The model of G1 is the same but with starting values found for G1. I constrained the mean of HF to 0 in both groups, is this correct?
 Dirk Pelt posted on Friday, March 15, 2019 - 1:02 pm
A final addition to my previous question: do the reference indicators need to be the same across groups? Thank you very much.
 Tihomir Asparouhov posted on Friday, March 15, 2019 - 3:19 pm
The reference indicators do not need to be the same across the groups. The syntax looks correct and I think [HF@0]; HF@1; for both groups is correct as well, given that the indicator means are free and unequal across the two groups.
 ZHIYAO YI posted on Monday, May 18, 2020 - 11:58 pm
Hi Drs. Muthen,

I have two questions about ESEM models.

1. I read a published article said they got AIC. BIC for ESEM models using MLR. However, based on my search and mplus experience, I don't think that is possible. I am wondering whether MLR can be used in ESEM now.
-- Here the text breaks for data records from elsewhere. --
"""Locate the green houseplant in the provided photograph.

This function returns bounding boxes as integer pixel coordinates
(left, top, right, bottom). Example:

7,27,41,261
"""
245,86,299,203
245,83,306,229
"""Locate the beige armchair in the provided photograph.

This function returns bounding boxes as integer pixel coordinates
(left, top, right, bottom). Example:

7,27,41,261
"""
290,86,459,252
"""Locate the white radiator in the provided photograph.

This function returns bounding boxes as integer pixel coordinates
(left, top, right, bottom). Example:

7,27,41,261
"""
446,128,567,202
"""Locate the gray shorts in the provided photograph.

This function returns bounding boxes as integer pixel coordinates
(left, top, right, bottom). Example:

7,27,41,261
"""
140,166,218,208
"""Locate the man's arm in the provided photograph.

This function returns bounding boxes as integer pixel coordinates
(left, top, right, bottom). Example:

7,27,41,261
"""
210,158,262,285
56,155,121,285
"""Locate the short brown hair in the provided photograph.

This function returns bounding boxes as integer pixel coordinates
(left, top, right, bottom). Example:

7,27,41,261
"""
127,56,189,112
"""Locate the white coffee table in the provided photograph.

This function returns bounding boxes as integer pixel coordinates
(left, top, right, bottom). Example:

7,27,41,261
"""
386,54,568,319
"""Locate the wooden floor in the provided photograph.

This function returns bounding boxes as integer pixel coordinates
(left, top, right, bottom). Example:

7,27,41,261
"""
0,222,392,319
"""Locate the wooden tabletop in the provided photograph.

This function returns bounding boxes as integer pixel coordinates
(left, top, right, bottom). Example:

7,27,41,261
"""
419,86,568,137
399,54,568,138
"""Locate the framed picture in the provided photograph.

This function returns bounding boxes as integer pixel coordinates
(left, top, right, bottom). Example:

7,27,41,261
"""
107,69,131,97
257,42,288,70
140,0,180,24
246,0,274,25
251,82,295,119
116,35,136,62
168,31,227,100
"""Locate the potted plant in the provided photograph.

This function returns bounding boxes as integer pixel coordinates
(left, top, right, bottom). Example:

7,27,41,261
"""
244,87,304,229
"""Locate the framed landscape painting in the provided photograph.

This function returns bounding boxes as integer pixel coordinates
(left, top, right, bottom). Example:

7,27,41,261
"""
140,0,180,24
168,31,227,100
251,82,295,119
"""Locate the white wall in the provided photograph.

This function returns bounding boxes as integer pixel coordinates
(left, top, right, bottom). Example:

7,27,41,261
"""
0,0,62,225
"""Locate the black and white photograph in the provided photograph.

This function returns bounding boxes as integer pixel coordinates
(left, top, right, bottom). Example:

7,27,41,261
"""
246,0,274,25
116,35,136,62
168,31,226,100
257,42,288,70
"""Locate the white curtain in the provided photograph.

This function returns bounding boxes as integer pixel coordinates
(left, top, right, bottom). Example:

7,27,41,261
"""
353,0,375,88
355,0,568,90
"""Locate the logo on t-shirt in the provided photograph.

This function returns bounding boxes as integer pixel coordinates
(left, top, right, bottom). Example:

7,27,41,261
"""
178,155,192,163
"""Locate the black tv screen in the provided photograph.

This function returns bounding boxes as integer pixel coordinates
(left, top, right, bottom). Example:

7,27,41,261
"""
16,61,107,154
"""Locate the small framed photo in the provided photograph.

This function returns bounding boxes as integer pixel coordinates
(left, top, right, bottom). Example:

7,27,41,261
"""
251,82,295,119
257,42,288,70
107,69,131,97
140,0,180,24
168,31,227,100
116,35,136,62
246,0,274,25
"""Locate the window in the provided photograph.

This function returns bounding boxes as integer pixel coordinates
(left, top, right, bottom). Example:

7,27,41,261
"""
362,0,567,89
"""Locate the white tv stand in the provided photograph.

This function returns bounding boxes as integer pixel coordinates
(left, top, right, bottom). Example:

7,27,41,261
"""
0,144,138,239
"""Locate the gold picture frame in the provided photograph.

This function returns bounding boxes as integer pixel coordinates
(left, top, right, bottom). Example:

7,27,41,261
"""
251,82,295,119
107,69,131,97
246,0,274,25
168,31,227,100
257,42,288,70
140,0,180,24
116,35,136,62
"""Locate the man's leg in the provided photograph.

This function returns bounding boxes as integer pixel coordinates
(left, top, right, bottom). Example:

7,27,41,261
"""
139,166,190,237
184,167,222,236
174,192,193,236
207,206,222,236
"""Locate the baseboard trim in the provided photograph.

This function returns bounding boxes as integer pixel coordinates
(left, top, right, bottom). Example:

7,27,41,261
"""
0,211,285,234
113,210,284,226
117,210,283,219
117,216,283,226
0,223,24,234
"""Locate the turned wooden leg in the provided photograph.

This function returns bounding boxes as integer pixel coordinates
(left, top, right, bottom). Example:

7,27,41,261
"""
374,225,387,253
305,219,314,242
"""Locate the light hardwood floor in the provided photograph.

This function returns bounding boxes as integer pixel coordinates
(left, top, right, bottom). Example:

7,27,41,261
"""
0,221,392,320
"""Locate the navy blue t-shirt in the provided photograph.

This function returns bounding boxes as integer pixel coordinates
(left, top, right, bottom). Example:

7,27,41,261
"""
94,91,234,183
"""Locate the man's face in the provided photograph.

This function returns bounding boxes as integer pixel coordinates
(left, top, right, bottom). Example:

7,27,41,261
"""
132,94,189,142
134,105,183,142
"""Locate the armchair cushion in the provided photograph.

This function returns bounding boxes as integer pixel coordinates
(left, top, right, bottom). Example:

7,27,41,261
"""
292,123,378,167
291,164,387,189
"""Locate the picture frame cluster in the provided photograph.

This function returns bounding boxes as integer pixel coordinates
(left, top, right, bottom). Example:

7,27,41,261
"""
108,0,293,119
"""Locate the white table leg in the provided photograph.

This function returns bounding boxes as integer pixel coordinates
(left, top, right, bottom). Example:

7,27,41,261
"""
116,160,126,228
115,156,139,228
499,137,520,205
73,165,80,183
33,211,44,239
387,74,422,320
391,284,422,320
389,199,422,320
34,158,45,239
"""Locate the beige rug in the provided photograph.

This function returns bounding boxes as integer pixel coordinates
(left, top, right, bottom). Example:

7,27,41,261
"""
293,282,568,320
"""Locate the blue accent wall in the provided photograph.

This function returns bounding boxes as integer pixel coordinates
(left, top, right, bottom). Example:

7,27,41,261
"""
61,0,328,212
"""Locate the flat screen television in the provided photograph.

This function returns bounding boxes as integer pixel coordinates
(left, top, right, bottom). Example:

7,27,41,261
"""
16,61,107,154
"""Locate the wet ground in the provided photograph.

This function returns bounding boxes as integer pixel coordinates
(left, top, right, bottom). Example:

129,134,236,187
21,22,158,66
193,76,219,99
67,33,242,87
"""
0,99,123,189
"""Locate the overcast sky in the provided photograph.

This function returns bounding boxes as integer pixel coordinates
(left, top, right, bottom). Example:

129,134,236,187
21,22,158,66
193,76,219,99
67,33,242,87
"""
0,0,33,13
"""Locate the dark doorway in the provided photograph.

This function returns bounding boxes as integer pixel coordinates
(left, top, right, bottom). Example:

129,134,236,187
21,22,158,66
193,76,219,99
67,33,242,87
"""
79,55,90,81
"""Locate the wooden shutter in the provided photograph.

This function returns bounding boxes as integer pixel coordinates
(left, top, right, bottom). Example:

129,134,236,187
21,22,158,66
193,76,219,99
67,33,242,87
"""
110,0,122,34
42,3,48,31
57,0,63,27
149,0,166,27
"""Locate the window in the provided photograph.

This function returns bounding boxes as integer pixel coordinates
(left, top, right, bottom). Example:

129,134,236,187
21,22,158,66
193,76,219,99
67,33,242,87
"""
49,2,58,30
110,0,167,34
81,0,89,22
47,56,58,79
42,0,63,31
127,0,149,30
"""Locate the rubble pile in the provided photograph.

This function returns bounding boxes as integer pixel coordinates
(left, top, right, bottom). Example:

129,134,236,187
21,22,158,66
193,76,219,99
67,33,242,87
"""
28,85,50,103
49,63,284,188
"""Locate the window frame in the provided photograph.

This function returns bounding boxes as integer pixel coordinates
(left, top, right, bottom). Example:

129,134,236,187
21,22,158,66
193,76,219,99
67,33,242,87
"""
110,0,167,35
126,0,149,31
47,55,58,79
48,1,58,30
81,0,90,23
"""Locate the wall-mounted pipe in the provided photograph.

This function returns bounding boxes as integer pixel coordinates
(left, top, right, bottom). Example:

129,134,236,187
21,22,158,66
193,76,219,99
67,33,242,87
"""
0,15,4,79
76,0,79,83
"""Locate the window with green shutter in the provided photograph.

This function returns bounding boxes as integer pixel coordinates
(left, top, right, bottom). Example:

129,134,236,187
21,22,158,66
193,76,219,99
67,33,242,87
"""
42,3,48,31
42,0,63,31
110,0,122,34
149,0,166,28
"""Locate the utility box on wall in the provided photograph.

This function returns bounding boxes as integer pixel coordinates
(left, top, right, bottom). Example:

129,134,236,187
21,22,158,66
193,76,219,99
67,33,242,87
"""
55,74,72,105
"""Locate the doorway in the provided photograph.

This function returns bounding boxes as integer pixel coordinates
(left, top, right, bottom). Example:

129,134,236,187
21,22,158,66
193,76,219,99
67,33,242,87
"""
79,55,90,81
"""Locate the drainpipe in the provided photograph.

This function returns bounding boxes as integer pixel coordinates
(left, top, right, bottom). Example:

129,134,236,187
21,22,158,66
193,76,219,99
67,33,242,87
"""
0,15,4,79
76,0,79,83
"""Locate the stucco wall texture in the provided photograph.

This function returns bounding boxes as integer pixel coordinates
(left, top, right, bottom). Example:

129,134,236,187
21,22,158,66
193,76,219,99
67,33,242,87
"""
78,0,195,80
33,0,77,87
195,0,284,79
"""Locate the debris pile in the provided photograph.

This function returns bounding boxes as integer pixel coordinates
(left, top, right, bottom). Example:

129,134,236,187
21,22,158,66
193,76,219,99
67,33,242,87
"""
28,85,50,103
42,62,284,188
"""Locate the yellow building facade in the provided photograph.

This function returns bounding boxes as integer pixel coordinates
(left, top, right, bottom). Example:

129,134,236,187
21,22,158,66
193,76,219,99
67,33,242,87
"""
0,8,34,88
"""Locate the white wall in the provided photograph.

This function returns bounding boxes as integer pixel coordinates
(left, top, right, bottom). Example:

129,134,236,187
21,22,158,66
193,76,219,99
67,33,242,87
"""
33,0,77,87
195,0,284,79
2. I want to run measurement invariance test for bifactor ESEM and second-order ESEM models. My data are categorical. I am wondering whether it is possible. I got error messages:
*** ERROR
The following MODEL statements are ignored:
* Statements in the GENERAL group:


My reference is Alexandre J. S. Morin, A. Katrin Arens & Herbert W. Marsh, 2016, A Bifactor Exploratory Structural Equation Modeling Framework for the Identification of Distinct Sources of Construct-Relevant Psychometric Multidimensionality. (their data are continuous I believe. they used ML.)

Thank you so much !
 Bengt O. Muthen posted on Tuesday, May 19, 2020 - 2:50 pm
1. ML and MLR give the same BIC and AIC. It is available for ESEM.

2. We need to see your full output - send to Support along with your license number.
 ZHIYAO YI posted on Tuesday, May 19, 2020 - 3:23 pm
Sorry, I forgot to mention, in the first question the data are categorical.

And I used the reference for MI test. However, their data are continuous, my data are categorical. I got error messages when I specify the models in their ways but use wlsmv for categorical data.
 ZHIYAO YI posted on Tuesday, May 19, 2020 - 3:37 pm
Thank you! I will send the outputs to Support.